— Я буду в Павловске, великий князь там в одиночестве. Императрица не дает ему даже денег. Он в отчаянии, ему нужна помощь. Может быть, наша особенно.
Николай Иванович вздохнул и направился к полке с книгами. Он взял оттуда Арндта «Об истинном христианстве» и, открыв обложку, сделал на внутренней стороне почтительнейшую надпись.
Волосочесание началось с неприятности. Едва парикмахер распустил волосы государыни, послышался лай комнатных собачек и визг.
— Что это? — Императрица вскочила в тревоге. — Тезей кричит?

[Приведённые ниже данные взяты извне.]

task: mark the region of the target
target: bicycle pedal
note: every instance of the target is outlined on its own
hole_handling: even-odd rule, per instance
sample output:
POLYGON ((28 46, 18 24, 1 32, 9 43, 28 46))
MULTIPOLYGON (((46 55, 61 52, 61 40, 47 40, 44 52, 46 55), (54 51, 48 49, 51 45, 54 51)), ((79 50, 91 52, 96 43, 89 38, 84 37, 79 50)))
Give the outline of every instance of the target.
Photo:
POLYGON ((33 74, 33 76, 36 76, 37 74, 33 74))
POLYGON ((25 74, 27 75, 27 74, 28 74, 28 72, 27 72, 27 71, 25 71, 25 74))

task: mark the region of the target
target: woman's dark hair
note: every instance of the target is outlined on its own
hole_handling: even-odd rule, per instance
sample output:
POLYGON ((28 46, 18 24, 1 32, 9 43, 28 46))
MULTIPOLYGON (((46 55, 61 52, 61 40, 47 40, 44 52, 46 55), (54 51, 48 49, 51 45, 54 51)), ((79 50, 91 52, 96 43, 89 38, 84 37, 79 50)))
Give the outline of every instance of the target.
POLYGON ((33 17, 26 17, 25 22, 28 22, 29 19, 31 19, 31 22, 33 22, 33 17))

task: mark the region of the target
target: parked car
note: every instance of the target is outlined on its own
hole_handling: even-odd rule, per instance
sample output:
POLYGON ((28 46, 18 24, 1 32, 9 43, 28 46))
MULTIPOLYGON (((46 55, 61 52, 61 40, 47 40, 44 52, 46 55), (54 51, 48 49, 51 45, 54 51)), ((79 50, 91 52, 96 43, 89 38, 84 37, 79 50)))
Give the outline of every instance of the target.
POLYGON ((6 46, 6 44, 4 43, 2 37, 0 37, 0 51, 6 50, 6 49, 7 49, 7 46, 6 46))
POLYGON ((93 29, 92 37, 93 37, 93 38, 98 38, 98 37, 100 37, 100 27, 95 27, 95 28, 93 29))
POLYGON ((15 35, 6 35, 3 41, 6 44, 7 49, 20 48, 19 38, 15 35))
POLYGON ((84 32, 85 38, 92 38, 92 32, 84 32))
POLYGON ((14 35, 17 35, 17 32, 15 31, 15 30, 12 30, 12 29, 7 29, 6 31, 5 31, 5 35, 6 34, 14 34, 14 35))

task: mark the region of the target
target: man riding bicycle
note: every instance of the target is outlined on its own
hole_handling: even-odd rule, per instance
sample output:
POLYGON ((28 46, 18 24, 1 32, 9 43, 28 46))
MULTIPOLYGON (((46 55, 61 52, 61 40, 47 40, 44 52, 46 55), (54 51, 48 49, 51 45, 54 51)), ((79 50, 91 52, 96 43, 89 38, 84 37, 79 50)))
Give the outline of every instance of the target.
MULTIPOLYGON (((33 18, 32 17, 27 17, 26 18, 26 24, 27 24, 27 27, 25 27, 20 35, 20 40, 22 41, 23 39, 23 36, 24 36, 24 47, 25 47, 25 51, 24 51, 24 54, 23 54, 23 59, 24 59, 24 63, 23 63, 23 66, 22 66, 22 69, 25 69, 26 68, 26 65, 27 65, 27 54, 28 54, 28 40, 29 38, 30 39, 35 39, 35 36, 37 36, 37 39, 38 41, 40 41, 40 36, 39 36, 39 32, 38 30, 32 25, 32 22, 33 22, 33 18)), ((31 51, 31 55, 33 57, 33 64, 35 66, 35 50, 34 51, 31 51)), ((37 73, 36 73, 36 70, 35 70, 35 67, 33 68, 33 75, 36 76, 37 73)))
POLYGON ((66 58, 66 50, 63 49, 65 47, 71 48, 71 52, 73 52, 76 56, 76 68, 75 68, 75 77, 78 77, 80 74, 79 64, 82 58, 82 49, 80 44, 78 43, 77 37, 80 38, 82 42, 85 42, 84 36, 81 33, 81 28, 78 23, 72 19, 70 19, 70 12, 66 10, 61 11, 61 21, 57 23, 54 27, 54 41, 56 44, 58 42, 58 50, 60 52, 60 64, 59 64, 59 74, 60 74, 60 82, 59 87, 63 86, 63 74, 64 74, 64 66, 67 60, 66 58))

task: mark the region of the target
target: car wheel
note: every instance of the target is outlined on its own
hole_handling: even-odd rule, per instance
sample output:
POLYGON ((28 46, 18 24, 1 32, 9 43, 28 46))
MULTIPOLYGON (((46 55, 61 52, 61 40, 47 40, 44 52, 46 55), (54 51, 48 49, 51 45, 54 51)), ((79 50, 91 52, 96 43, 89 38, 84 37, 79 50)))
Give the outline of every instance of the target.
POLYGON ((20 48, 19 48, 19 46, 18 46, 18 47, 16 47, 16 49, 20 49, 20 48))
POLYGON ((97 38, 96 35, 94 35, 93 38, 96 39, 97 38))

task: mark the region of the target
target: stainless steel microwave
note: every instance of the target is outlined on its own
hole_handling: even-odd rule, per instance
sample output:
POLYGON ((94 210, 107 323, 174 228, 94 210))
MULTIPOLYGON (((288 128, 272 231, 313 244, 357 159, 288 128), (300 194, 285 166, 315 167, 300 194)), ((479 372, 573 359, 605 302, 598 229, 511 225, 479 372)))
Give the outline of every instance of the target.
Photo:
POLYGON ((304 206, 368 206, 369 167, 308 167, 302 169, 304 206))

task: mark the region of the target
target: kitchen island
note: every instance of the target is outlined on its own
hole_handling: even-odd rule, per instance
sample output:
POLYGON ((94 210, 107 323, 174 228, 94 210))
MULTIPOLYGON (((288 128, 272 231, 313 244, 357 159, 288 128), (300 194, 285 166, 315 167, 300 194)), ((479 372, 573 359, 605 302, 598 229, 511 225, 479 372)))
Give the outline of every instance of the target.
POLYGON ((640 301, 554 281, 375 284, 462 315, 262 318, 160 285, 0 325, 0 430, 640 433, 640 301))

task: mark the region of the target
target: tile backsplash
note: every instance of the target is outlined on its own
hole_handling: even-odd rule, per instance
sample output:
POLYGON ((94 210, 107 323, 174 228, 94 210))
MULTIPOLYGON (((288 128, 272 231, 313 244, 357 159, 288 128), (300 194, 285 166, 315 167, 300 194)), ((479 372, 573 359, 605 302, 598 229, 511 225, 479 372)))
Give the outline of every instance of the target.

Она бросилась с распущенными волосами в соседнюю залу и увидела ужасное: Муфти, собачка ее секретаря Александра Васильевича Храповицкого, загнала в угол ее Тезея и впилась в него зубами. Государыня помертвела.
— Убрать мерзавку!
Но парикмахер нерешительно стоял с гребнем в руках.
Тогда она, схватив инкрустированную шкатулку, метнула ее в Муфти. Шкатулка, не задев собаку, ударилась об пол и разбилась. Из нее выкатился кусочек дерева. Муфти, поняв наконец, что монарший гнев ни перед чем не остановится, обратилась в бегство.
Государыня нагнулась, но подняла не искалеченную шкатулку, а темный невзрачный кусок дерева, выпавший из нее. Это был кусок Ноева ковчега, найденный на горе Арарат.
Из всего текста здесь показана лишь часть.